Redis Hive is intended to fill a technical gap in the available offerings for Kubernetes deployments.
The goals of Redis Hive are to
- Elect a leader/master without maintaining a quorum
- Allow redis clients to perform writes without the need to look up the master
- Maintain a dataset without persistence
- Work in Kubernetes without requiring any Kubernetes API calls or RBAC privileges
The typical helm deployment of redis requires persistence to prevent data loss.
One pattern is for the redis master and replicas are separate statefulsets with separate service names.
graph TD;
s(master-service)-->m[redis-master];
r(replica-service)-->replica-1;
r-->replica-2;
r-->replica-3;
m---p1[(PVC)]
The replicas exist only to spread the load for reads. A lost master may incur brief downtime for writes, but the use of a PVC will allow the restarted master to continue with the dataset. This pattern works, so long as using PVCs is possible in your Kubernetes environment. Without persistence, the restarted master will overwrite all the replicas with empty data.
Another pattern is the use of redis-sentinel.
graph TD;
r(redis-service)-->r1[replica-1<br>sentinel-1]
r-->r2[replica-2<br>sentinel-2]
r-->r3[replica-3<br>sentinel-3]
r1---p1[(PVC)]
r2---p2[(PVC)]
r3---p3[(PVC)]
While a sentinel cluster is an effective way to elect a new master in general, there are a few issues when deployed in Kubernetes. Namely, the sentinel cluster must retain its quorum when the redis master goes down in order to elect a new master; that same quorum must remain intact when the lost master is restarted so it can become a replica under the new. However, the fact that the sentinels are run in a sidecar container means that a pod restart will result in the loss of a redis node and a sentinel at the same time. This can cause the sentinel cluster to lose its own membership, and a redis cluster with two masters or no masters. This means the only safe way to restart or upgrade redis is to administratively scale the statefulset down to one first. A lost Kubernetes node can split the cluster.
graph TD;
p(master-service)-->p1[hive-1<br>redis-1];
p-->p2[hive-2<br>redis-2];
p-->p3[hive-3<br>redis-3];
r(replica-service)-->p1;
r-->p2;
r-->p3;
To avoid the need to a quorum, Redis Hive requires a well-known means of determining hive candidates.

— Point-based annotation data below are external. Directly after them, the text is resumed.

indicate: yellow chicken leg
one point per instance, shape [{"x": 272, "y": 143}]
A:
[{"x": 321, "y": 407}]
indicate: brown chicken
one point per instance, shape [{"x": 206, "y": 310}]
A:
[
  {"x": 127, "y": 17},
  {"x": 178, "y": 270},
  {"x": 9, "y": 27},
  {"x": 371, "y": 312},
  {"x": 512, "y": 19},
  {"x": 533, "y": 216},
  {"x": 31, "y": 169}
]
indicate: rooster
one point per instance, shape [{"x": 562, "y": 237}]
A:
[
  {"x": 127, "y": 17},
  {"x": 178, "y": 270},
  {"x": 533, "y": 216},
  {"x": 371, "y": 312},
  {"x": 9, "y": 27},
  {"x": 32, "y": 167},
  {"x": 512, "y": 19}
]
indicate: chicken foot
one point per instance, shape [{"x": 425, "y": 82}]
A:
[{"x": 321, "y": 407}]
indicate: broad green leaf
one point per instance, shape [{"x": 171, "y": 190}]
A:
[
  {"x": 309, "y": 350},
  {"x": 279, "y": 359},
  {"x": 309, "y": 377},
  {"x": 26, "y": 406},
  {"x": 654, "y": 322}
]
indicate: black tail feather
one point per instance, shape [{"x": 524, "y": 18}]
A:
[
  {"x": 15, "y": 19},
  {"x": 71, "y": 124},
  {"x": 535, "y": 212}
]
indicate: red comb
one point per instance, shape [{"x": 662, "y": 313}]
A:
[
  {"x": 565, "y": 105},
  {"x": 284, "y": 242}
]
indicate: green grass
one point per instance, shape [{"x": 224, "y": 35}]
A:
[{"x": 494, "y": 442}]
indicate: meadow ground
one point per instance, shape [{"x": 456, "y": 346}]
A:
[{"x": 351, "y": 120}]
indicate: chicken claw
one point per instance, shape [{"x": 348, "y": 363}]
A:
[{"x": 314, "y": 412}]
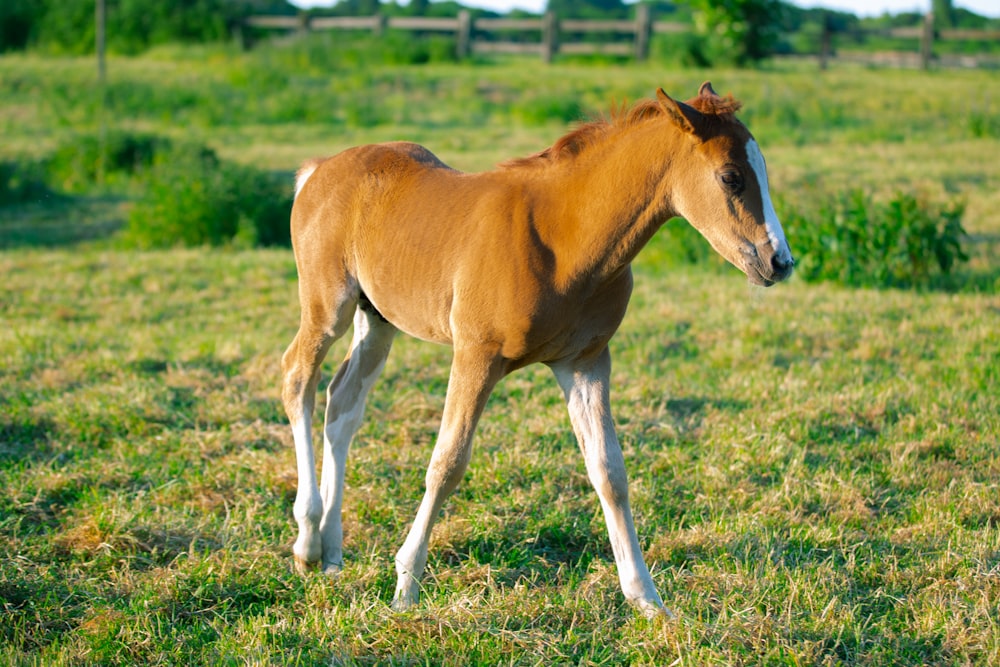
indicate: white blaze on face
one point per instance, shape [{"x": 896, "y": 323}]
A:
[{"x": 774, "y": 231}]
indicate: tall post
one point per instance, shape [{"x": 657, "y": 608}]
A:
[
  {"x": 643, "y": 30},
  {"x": 100, "y": 20},
  {"x": 927, "y": 41},
  {"x": 825, "y": 40},
  {"x": 463, "y": 38},
  {"x": 550, "y": 36}
]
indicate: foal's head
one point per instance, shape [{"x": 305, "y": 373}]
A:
[{"x": 724, "y": 193}]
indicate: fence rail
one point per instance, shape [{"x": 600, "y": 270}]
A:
[
  {"x": 480, "y": 36},
  {"x": 576, "y": 36}
]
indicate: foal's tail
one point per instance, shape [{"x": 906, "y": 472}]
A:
[{"x": 304, "y": 172}]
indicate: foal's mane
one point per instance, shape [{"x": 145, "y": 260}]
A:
[{"x": 622, "y": 118}]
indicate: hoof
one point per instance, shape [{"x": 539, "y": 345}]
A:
[
  {"x": 403, "y": 602},
  {"x": 652, "y": 611},
  {"x": 302, "y": 566}
]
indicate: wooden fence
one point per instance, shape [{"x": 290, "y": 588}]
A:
[
  {"x": 548, "y": 35},
  {"x": 925, "y": 34},
  {"x": 487, "y": 35}
]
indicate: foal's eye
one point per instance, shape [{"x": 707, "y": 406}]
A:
[{"x": 731, "y": 179}]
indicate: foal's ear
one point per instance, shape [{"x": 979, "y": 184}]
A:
[
  {"x": 678, "y": 112},
  {"x": 706, "y": 90}
]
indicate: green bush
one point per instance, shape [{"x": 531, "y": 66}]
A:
[
  {"x": 76, "y": 166},
  {"x": 854, "y": 240},
  {"x": 21, "y": 182},
  {"x": 192, "y": 198}
]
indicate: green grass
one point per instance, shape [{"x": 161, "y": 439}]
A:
[
  {"x": 813, "y": 468},
  {"x": 813, "y": 471}
]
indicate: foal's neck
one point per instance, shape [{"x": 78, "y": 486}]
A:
[{"x": 611, "y": 199}]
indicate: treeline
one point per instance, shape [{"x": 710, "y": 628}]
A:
[{"x": 743, "y": 30}]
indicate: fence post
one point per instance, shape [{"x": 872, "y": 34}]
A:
[
  {"x": 643, "y": 30},
  {"x": 927, "y": 41},
  {"x": 825, "y": 41},
  {"x": 463, "y": 38},
  {"x": 550, "y": 36}
]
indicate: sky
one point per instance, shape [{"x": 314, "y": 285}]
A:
[{"x": 858, "y": 7}]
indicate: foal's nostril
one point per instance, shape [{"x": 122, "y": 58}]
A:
[{"x": 782, "y": 265}]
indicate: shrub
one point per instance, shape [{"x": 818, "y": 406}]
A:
[
  {"x": 853, "y": 240},
  {"x": 75, "y": 166},
  {"x": 21, "y": 182},
  {"x": 192, "y": 198}
]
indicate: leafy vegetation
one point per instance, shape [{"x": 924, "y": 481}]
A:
[
  {"x": 192, "y": 198},
  {"x": 855, "y": 241}
]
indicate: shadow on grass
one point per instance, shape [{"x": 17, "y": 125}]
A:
[{"x": 60, "y": 220}]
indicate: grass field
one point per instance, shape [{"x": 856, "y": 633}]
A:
[{"x": 814, "y": 469}]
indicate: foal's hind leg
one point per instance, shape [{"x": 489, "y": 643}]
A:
[
  {"x": 474, "y": 373},
  {"x": 585, "y": 384},
  {"x": 301, "y": 366},
  {"x": 345, "y": 405}
]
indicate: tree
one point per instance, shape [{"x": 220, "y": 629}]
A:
[{"x": 743, "y": 31}]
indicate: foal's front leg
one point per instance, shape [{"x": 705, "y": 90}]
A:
[{"x": 585, "y": 384}]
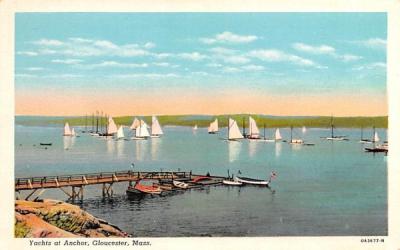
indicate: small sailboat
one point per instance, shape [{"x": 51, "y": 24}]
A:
[
  {"x": 112, "y": 127},
  {"x": 213, "y": 128},
  {"x": 233, "y": 131},
  {"x": 67, "y": 130},
  {"x": 254, "y": 133},
  {"x": 156, "y": 130},
  {"x": 294, "y": 141},
  {"x": 135, "y": 124},
  {"x": 278, "y": 136},
  {"x": 120, "y": 133},
  {"x": 141, "y": 132}
]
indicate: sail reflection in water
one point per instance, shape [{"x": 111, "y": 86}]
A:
[
  {"x": 155, "y": 148},
  {"x": 120, "y": 148},
  {"x": 110, "y": 146},
  {"x": 234, "y": 150},
  {"x": 278, "y": 149},
  {"x": 252, "y": 148}
]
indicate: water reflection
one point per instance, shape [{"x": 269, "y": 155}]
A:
[
  {"x": 120, "y": 148},
  {"x": 234, "y": 150},
  {"x": 278, "y": 149},
  {"x": 110, "y": 146},
  {"x": 252, "y": 148},
  {"x": 155, "y": 147}
]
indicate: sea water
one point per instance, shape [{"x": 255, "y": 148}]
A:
[{"x": 331, "y": 188}]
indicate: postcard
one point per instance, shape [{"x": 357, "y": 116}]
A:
[{"x": 167, "y": 126}]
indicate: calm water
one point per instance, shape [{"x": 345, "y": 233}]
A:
[{"x": 332, "y": 188}]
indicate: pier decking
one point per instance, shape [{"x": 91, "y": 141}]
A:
[{"x": 106, "y": 179}]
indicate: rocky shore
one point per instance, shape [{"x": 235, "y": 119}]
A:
[{"x": 52, "y": 218}]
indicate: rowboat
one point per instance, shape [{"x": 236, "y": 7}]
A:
[{"x": 180, "y": 184}]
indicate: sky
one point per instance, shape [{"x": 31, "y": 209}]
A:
[{"x": 201, "y": 63}]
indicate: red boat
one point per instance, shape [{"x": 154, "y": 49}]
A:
[{"x": 139, "y": 189}]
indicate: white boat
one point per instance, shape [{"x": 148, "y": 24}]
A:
[
  {"x": 156, "y": 130},
  {"x": 111, "y": 127},
  {"x": 141, "y": 132},
  {"x": 67, "y": 130},
  {"x": 120, "y": 133},
  {"x": 254, "y": 132},
  {"x": 180, "y": 184},
  {"x": 135, "y": 124},
  {"x": 233, "y": 130},
  {"x": 213, "y": 128},
  {"x": 278, "y": 136}
]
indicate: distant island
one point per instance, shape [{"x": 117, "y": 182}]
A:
[{"x": 204, "y": 120}]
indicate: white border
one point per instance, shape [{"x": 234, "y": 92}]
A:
[{"x": 9, "y": 7}]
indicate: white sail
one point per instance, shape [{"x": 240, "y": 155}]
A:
[
  {"x": 142, "y": 130},
  {"x": 376, "y": 137},
  {"x": 253, "y": 129},
  {"x": 155, "y": 127},
  {"x": 278, "y": 135},
  {"x": 67, "y": 130},
  {"x": 112, "y": 127},
  {"x": 120, "y": 132},
  {"x": 234, "y": 131},
  {"x": 135, "y": 124},
  {"x": 213, "y": 128}
]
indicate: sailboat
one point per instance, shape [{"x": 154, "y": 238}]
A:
[
  {"x": 233, "y": 131},
  {"x": 135, "y": 124},
  {"x": 337, "y": 137},
  {"x": 294, "y": 141},
  {"x": 67, "y": 130},
  {"x": 141, "y": 132},
  {"x": 112, "y": 127},
  {"x": 120, "y": 133},
  {"x": 278, "y": 136},
  {"x": 254, "y": 133},
  {"x": 156, "y": 130},
  {"x": 213, "y": 128}
]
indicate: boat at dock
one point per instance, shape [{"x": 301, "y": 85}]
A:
[
  {"x": 213, "y": 128},
  {"x": 140, "y": 189}
]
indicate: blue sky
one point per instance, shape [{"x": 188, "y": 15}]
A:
[{"x": 272, "y": 53}]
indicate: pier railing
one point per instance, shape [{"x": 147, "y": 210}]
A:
[{"x": 44, "y": 182}]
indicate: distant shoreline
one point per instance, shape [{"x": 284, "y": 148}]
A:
[{"x": 204, "y": 120}]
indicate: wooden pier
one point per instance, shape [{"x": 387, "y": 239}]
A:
[{"x": 77, "y": 182}]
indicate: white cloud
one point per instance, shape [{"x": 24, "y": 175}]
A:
[
  {"x": 253, "y": 67},
  {"x": 67, "y": 61},
  {"x": 48, "y": 42},
  {"x": 194, "y": 56},
  {"x": 27, "y": 53},
  {"x": 236, "y": 59},
  {"x": 34, "y": 69},
  {"x": 370, "y": 66},
  {"x": 229, "y": 37},
  {"x": 280, "y": 56},
  {"x": 109, "y": 64},
  {"x": 322, "y": 49}
]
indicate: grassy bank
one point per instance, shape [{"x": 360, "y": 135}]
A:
[{"x": 204, "y": 121}]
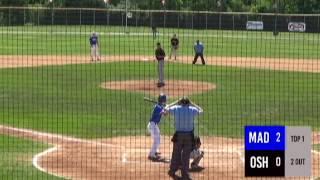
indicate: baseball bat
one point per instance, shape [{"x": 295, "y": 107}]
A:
[{"x": 150, "y": 100}]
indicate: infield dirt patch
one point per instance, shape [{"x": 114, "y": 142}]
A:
[{"x": 173, "y": 88}]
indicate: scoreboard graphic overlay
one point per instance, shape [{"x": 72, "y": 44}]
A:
[{"x": 281, "y": 151}]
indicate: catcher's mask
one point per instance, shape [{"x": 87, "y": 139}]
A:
[
  {"x": 184, "y": 101},
  {"x": 162, "y": 98}
]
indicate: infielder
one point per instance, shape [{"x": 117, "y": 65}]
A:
[
  {"x": 160, "y": 55},
  {"x": 174, "y": 46},
  {"x": 94, "y": 43},
  {"x": 198, "y": 49},
  {"x": 153, "y": 127}
]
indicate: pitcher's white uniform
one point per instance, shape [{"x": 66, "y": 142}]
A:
[{"x": 94, "y": 43}]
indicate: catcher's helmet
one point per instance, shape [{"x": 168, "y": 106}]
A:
[
  {"x": 184, "y": 101},
  {"x": 162, "y": 98}
]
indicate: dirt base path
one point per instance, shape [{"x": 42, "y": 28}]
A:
[
  {"x": 300, "y": 65},
  {"x": 125, "y": 157}
]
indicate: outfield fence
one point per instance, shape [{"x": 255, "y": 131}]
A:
[
  {"x": 68, "y": 112},
  {"x": 11, "y": 16}
]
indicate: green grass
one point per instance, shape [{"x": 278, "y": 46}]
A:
[
  {"x": 68, "y": 99},
  {"x": 73, "y": 40},
  {"x": 16, "y": 159}
]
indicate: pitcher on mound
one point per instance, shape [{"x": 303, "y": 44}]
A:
[{"x": 94, "y": 43}]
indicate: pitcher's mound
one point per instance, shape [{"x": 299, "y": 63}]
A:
[{"x": 173, "y": 88}]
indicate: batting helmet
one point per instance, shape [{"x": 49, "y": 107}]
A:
[
  {"x": 162, "y": 98},
  {"x": 184, "y": 101}
]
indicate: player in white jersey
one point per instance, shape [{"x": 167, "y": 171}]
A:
[{"x": 94, "y": 43}]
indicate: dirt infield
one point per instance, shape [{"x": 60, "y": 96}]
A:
[
  {"x": 173, "y": 88},
  {"x": 300, "y": 65},
  {"x": 126, "y": 157}
]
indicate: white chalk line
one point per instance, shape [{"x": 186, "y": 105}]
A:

In Kubernetes, this is a DNS lookup on a headless service.
graph TD;
s(headless-service)---h1[hive-1]
s---h2[hive-2]
s---h3[hive-3]
Any hive instance that starts up in a new pod will be able to discover the current hive membership and quickly identify the leader. During an election phase, the candidates exchange their timestamps of the start of the election. The first candidate to initiate the election will win, with the alphabetically first IP address serving as the tiebreaker. Generally, we expect the nodes in a Kubernetes cluster to have their system clocks synced, but this is not strictly necessary.
graph TD;
subgraph n1[follower]
h1[hive-1]-.-r1[redis-1];
end
subgraph n2[leader]
h2[hive-2]-->r2["redis-2 (master)"];
end
subgraph n3[follower]
h3[hive-3]-.-r3[redis-3];
end
h1-->r2;
h3-->r2;
To avoid the need for a client to be aware of the master, each Redis Hive instance will proxy all redis traffic to the current master. Each redis instance is part of the same Kubernetes service for read-only traffic, and each hive instance is part of a separate Kubernetes service for writes.
To maintain the dataset, each Redis Hive instance will keep its local redis replicating the master. When either a hive leader or a redis master is lost, the remaining hive members will elect a new leader/master quickly and update the replication. A redis master that crashes and restarts will defer and become a replica of the new master even if the election has not started yet. This prevents the new empty dataset from overwriting the current replicated dataset.
The only Kubernetes types required are ClusterIP Services and Deployments. By querying a headless service, we avoid the need to discover hive instances via API calls. By proxying traffic, we avoid the need to modify the redis master service. By keeping the replicated data alive and electing replicas as master, we avoid the need to create PVCs. Taken together, these design choices allow the deployment of an HA redis database within Kubernetes with minimal RBAC requirements.